News

Banding Ditolak ICC, Penyelidikan Kasus HAM Perang Narkoba Filipina Berlanjut

Kubu Presiden ke-16 Filipina, Rodrigo Duterte harus menelan pil pahit usai upaya bandingnya untuk menghentikan penyelidikan terhadap dugaan kejahatan HAM dalam kebijakan perang narkoba, ditolak oleh Pengadilan Kejahatan Internasional (ICC).

Penolakan banding diputuskan oleh lima hakim ICC pada Selasa (18/7/2023). Keputusan ini pun dipuji pihak keluarga korban dan kelompok-kelompok pejuang HAM. Dengan demikian terbuka peluang untuk kembali dilanjutkannya penyelidikan dugaan kejahatan HAM yang menewaskan ribuan orang.

Mungkin anda suka

“Pemerintahan (Presiden Filipina Ferdinand) Marcos harus mendukung komitmennya terhadap hak asasi manusia dan memerangi impunitas dengan menindaklanjuti kewajiban hukum internasionalnya untuk bekerja sama dalam penyelidikan pengadilan,” ujar Bryony Lau, Wakil Direktur Asia di Human Rights Watch, dalam sebuah pernyataan yang dilansir DW, Rabu (19/7/2023).

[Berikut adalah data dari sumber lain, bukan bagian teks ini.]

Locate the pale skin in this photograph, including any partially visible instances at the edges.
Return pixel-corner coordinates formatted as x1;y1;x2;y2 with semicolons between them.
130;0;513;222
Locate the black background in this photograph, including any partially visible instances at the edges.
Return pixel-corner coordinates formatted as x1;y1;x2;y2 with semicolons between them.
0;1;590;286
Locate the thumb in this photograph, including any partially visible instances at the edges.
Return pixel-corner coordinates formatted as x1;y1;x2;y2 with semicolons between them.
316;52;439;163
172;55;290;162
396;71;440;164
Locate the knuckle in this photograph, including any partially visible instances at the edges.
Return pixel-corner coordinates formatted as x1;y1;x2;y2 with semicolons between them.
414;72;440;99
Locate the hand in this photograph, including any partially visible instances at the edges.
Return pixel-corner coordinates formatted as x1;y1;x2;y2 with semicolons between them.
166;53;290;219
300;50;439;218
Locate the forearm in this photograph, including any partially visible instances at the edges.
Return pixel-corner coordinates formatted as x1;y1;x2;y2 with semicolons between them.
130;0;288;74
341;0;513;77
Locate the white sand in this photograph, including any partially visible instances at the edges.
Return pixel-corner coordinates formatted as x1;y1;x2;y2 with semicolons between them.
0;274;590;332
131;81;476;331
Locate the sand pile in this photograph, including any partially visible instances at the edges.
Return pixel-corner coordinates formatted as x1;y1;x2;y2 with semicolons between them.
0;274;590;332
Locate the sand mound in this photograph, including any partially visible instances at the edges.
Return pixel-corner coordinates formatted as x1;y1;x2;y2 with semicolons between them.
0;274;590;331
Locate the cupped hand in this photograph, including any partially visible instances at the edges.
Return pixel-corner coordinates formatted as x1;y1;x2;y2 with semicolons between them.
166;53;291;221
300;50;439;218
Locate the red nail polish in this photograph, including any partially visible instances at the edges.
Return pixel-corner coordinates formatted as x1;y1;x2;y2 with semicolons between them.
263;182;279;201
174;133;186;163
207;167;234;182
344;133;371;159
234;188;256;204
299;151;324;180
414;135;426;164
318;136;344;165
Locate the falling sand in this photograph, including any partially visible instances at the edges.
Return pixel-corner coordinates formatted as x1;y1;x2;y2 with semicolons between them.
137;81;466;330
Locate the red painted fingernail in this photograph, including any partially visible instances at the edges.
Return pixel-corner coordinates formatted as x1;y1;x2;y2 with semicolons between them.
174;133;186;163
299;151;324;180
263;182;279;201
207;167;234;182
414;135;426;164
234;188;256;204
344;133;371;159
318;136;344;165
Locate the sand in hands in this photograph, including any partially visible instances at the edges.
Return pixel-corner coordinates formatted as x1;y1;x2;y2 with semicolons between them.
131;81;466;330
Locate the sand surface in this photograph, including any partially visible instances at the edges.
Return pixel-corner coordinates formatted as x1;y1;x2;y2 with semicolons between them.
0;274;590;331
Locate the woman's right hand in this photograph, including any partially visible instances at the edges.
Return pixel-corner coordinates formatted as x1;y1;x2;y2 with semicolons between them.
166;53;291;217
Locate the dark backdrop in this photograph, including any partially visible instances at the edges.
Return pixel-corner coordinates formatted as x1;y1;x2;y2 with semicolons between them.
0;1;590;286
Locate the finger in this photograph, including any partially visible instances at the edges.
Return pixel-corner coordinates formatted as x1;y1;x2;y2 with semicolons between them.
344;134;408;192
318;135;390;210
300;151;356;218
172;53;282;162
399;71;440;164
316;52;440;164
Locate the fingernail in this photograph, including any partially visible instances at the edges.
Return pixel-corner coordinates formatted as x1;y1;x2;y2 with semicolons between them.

Menanggapi penolakan banding, pihak Duterte mengingatkan bahwa kebijakan perang narkoba adalah keputusan tepat yang diambil untuk memberantas kejahatan peredaran narkoba. Kebijakan negara yang berdaulat, menurutnya, tidak boleh diganggu gugat oleh pihak luar.

Ia menegaskan, ICC tidak berwenang menangani kasus ini. Bila memang benar adanya kejahatan HAM dalam kebijakan tersebut, seharusnya pengadilan Filipina yang berhak mengadili persoalan ini.

“Sebagai negara yang merdeka dan berdaulat, hanya pengadilan Filipina yang dapat mengadili setiap kejahatan yang dilakukan di wilayah Filipina. Mantan Presiden Duterte akan menghadapi semua tuduhan kepadanya hanya di hadapan pengadilan Filipina dan di hadapan hakim Filipina,” kata mantan juru bicara Harry Roque dalam sebuah pernyataan.

Diketahui, setelah pemilihan umum Filipina tahun 2016, Duterte meluncurkan kampanye antinarkoba, di mana pihaknya telah melakukan beberapa operasi membasmi narkoba. Lebih dari 6.000 tersangka terbunuh selama penumpasan brutal tersebut.

Bahkan, sebagian besar dari para tersangka merupakan rakyat yang hidup dalam kemiskinan. Jaksa penuntut ICC memperkirakan jumlah total korban tewas mencapai 12.000 hingga 30.000 orang.